Nestes termos, o Tribunal decide:

a)      julgar improcedente a invocada excepção de incompetência material do Tribunal;

 

b)      absolver a ré da instância relativamente aos pedidos de anulação dos actos de liquidação adicional de imposto (IRC), correspondentes aos exercícios de 2007 e de 2008, bem como ao pedido de anulação do acto de liquidação dos juros compensatórios associados às mencionadas liquidações adicionais, por inutilidade superveniente da lide, na sequência da revogação oficiosa de tais actos;

 

c)      julgar procedente o pedido de anulação dos actos de liquidação adicional de imposto (IRC) e respectivos juros compensatórios, correspondentes aos exercícios de 2009 a 2011;

 

d)      julgar improcedentes os pedidos relativos ao reembolso e juros indemnizatórios, sem prejuízo dos direitos que assistem à Requerente em sede de execução de julgados.

 

 

V. Valor do processo

 

Fixa-se o valor do processo em € 94.538,39, nos termos do disposto no art. 97.º-A do CPPT (aplicável ex vi art. 29.º, n.º 1, alínea a), do RJAT) e no art. 3.º, n.º 2 do Regulamento de Custas nos Processo de Arbitragem Tributária (RCPAT).

*

 

VI. Custas

Nos termos do artigo 22.º, n.º 4, do R.J.A.T., fixa-se o montante das custas em €2.754,00 (dois mil setecentos e cinquenta e quatro euros), nos termos da Tabela I anexa ao Regulamento de Custas nos Processos de Arbitragem Tributária, a pagar na proporção de decaimento em 69% a cargo da Requerente (€1.900,00, mil e novecentos euros) e 31% a cargo da AT (€854,00, oitocentos e cinquenta e quatro euros).

 

 

Lisboa, 28 de Janeiro 2016.

 

Os Árbitros

 

 

 

 Fernanda Maçãs

(Presidente)

 

 

Fernando Araújo

 

 

Luísa Anacoreta

 

 



[1] No pedido final, a Requerente refere-se a “juros moratórios”, mas da leitura global da Petição (em especial os artigos 51.º e 52.º) retira-se que se trata de um lapso, devendo ler-se  “juros indemnizatórios”. Acresce que “o direito a indemnização por prestação indevida de garantia não comporta, em situação alguma, o direito a juros indemnizatórios e/ou de mora, nos termos dos artigos 43.º e 102.º da LGT, cingindo-se, tão somente, ao valor correspondente aos encargos efectivamente suportados com a prestação da mesma, ainda assim com o limite previsto no n.º 3 do (…) artigo 53.º da LGT” (cfr. o Acórdão do STA de 30 de Março de 2011, proc n.º 13/2011).

[2] Cfr.
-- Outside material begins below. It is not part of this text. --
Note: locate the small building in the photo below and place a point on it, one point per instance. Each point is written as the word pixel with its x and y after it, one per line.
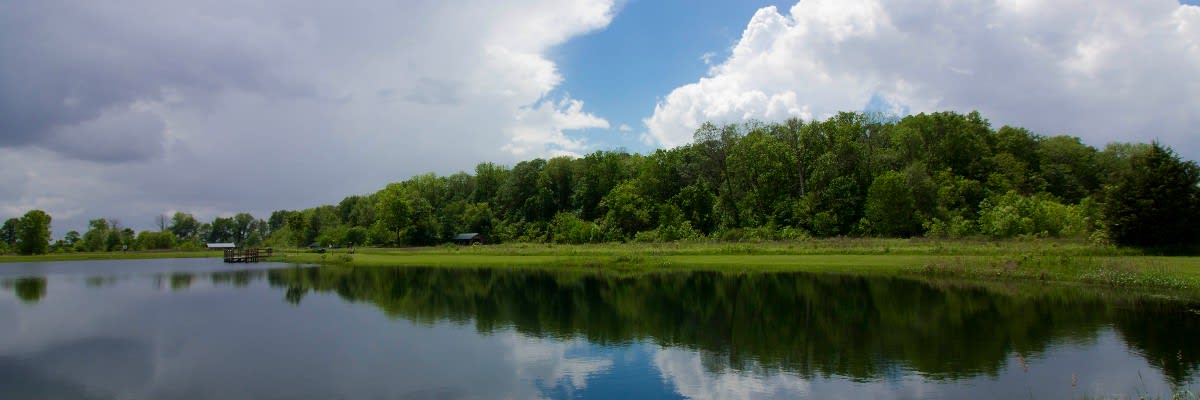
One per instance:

MÁRIO ESTEVES DE OLIVEIRA e OUTRO, Código do Procedimento Administrativo, 2ª ed., Almedina, Coimbra, 1997, p. 356.

[3] Cfr. JORGE LOPES DE SOUSA, Código de Procedimento e de Processo Tributário, 6ª ed., Áreas Editora, 2011, pp.349 ss.

[4]                     No pedido final, a Requerente refere-se a “juros moratórios”, mas da leitura global da Petição (em especial os artigos 51.º e 52.º) retira-se que se trata de um lapso, devendo ler-se “juros indemnizatórios”. Acresce que “o direito a indemnização por prestação indevida de garantia não comporta, em situação alguma, o direito a juros indemnizatórios e/ou de mora, nos termos dos artigos 43.º e 102.º da LGT, cingindo-se, tão somente, ao valor correspondente aos encargos efectivamente suportados com a prestação da mesma, ainda assim com o limite previsto no n.º 3 do (…) artigo 53.º da LGT” (cfr. o Acórdão do STA de 30 de Março de 2011, proc n.º 13/2011).

[5]                     Cfr. MÁRIO ESTEVES DE OLIVEIRA e OUTRO, Código do Procedimento Administrativo, 2ª ed., Almedina, Coimbra, 1997, p. 356.

[6]                     Cfr. JORGE LOPES DE SOUSA, Código de Procedimento e de Processo Tributário, 6ª ed., Áreas Editora, 2011, pp.349 ss.